CN201251622Y - Heavy current up-flow aggregate unit for field test of 750v current transformator - Google Patents

Abstract

The utility model relates to a large current booster combination device for field test of 750kV current transformer, which is composed of a plurality of independent current booster units adopting annular iron core and wire transposition winding output winding, and the input of each current booster unit The winding ends are connected in parallel with each other, and the output winding ends are connected in series, parallel or series-parallel hybrid; each upcycler unit is made of anti-rust aluminum plate as the box body, and stainless steel plate as the panel. The utility model is characterized by high output voltage under the condition of large current, which solves the problem of current source for large load and high current test and the problem of large current rise for field test of 750kV GIS, HGIS and tank type switch current transformer, and has a structure Simple and reasonable, convenient for transportation and on-site installation and use, and good on-site test and detection effect.

Description

750kV current transformer field test with large current boosting combined device

technical field

The utility model belongs to the technical field of general equipment for power frequency ultra-high voltage and large current testing, and relates to a combined test device for on-site high-current up-current, in particular to a 750kV GIS, HGIS and tank-type switch current transformer on-site The design concept of the large current boosting combination device used in the test can also be applied to the temperature rise of high current equipment or the current source for other tests.

Background technique

With the establishment of 750kV power grids in Northwest China, the power exchange settlement and power grid loss assessment of AC UHV power grids rely on the on-site detection of the error characteristics of voltage transformers and current transformers in many aspects.

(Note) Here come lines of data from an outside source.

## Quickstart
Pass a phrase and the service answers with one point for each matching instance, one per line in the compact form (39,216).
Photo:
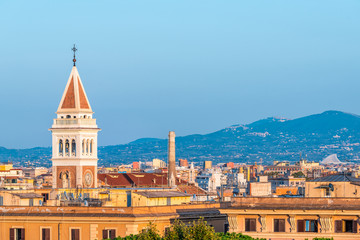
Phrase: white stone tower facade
(74,138)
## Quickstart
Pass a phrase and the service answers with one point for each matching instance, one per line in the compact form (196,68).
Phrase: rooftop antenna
(74,49)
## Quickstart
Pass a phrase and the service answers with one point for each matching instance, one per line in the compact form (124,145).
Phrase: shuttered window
(45,234)
(250,224)
(279,225)
(346,226)
(307,226)
(338,226)
(109,233)
(301,226)
(75,234)
(17,234)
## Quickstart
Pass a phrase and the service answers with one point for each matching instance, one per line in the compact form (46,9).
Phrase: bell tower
(74,138)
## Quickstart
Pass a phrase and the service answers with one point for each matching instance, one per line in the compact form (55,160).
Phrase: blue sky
(189,66)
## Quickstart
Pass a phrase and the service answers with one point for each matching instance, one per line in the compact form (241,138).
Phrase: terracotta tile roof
(160,194)
(69,100)
(83,101)
(28,195)
(191,189)
(74,98)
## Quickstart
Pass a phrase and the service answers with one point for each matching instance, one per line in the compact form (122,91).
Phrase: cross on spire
(74,49)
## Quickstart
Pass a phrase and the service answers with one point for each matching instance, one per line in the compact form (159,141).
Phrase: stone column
(263,223)
(292,223)
(233,224)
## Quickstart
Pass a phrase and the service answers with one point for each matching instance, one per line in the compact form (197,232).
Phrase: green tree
(178,231)
(298,174)
(150,233)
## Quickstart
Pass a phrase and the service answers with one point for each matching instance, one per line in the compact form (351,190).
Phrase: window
(250,224)
(45,234)
(327,192)
(17,234)
(61,147)
(87,146)
(83,147)
(75,234)
(279,225)
(346,226)
(91,146)
(67,147)
(307,226)
(109,233)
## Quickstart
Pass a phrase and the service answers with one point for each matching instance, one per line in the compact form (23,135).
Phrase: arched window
(91,142)
(83,146)
(61,149)
(87,146)
(67,147)
(73,148)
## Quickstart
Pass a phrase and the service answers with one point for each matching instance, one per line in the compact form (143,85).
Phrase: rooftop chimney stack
(171,160)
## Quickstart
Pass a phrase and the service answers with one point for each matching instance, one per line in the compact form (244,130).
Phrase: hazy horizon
(149,67)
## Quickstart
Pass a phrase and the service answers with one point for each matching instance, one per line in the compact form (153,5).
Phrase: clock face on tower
(88,179)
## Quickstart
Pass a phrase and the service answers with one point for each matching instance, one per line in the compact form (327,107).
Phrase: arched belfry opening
(74,133)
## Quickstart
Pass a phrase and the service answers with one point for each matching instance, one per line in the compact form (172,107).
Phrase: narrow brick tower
(171,160)
(74,138)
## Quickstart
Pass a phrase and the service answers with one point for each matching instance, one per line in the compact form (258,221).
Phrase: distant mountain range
(269,139)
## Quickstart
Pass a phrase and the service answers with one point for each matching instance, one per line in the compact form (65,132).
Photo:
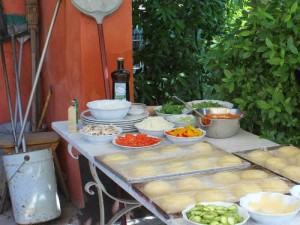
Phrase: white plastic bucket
(32,186)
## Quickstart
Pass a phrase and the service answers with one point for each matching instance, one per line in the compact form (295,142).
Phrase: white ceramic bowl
(153,126)
(109,109)
(155,133)
(164,115)
(137,109)
(268,218)
(100,138)
(182,120)
(241,212)
(183,140)
(295,191)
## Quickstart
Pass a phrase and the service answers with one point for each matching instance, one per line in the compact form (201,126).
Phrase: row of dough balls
(176,202)
(189,184)
(181,166)
(284,156)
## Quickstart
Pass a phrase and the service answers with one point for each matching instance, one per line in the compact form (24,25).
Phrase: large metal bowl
(220,128)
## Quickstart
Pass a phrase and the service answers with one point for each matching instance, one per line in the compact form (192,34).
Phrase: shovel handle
(104,61)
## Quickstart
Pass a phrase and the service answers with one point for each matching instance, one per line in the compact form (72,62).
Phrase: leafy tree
(176,36)
(255,65)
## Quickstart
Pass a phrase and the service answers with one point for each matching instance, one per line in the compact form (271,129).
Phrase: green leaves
(291,46)
(259,79)
(263,104)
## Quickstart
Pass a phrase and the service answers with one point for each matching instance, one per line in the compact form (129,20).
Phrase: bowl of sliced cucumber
(215,213)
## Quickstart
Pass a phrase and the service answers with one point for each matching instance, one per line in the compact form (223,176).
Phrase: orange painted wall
(73,66)
(15,7)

At present, my country's 750kV substations include two types: open substations and GIS gas-insulated combined substations. In the past, independent current transformers were used in 500kV substations. On-site testing was relatively easy, and the work was carried out relatively smoothly. However, tank circuit breakers with current transformers at voltage levels of 750kV and above and GIS stations have large test circuit impedance, so the test current To reach more than 4kA, the test is very difficult, that is to say, the current value applied in the field test of the current transformer is difficult to reach the rated value. In recent years, State Grid Wuhan High Voltage Research Institute, Shandong Electric Power Test Research Institute, Sichuan Electric Power Test Research Institute and other units have done a lot of work in theory and engineering implementation, but the field test only increased the test circuit current of the 500kVGIS station. To 3kA, the test current can not reach the rated value will directly affect the accuracy and reliability of grid electric energy measurement. A 500kV GIS station in Sichuan area once tested the error test of a current transformer with a rated current of 4kA at a tap of 2kA and found that the basic error has exceeded the tolerance. At 3kA, the basic error curve has shifted, and the higher The test current cannot be carried out at all due to equipment reasons, and it can only be calculated theoretically that the transformer may be seriously out of tolerance under an enlarged current (4.8kA).

On the other hand, the existing high-current boosting equipment is all configured in a dedicated laboratory. Due to the requirement of sufficient capacity, it must be powered by a dedicated line power supply and used for fixed use. If it is directly used for large-load and high-current field test detection, there There are many problems such as bulky and unable to be transported, poor resistance to external impact of equipment, poor heat dissipation performance, limited installation and placement space, difficulty in solving on-site safe wiring (ground) and power capacity configuration, and serious eddy current loss and temperature rise of equipment.

Utility model content

The purpose of the utility model is to solve the problems existing in the prior art, and further provide a large current boosting combined device for field testing of 750kV current transformers with simple and reasonable structure, convenient transportation and on-site installation and use, and good test and detection effect.

The technical solution adopted in order to realize the purpose of the above invention is as follows: the provided 750kV current transformer field test high-current boosting combination device consists of multiple independent boosting devices that use annular cores and wire transposition winding output windings. The input winding ends of each uplifter unit are connected in parallel, and the output winding ends are connected in series, parallel or a combination of series and parallel; each uplifter unit is made of anti-rust aluminum plate and stainless steel plate Make panels. In practical applications, a large current boosting combination device is formed by connecting multiple current booster units in series, parallel or series-parallel, so that the equipment can obtain the required output current and output voltage while simplifying the equipment structure. Thus, the problems of transportation of high-current equipment, resistance to external impact, heat dissipation, safety grounding, eddy current loss and temperature rise are completely solved.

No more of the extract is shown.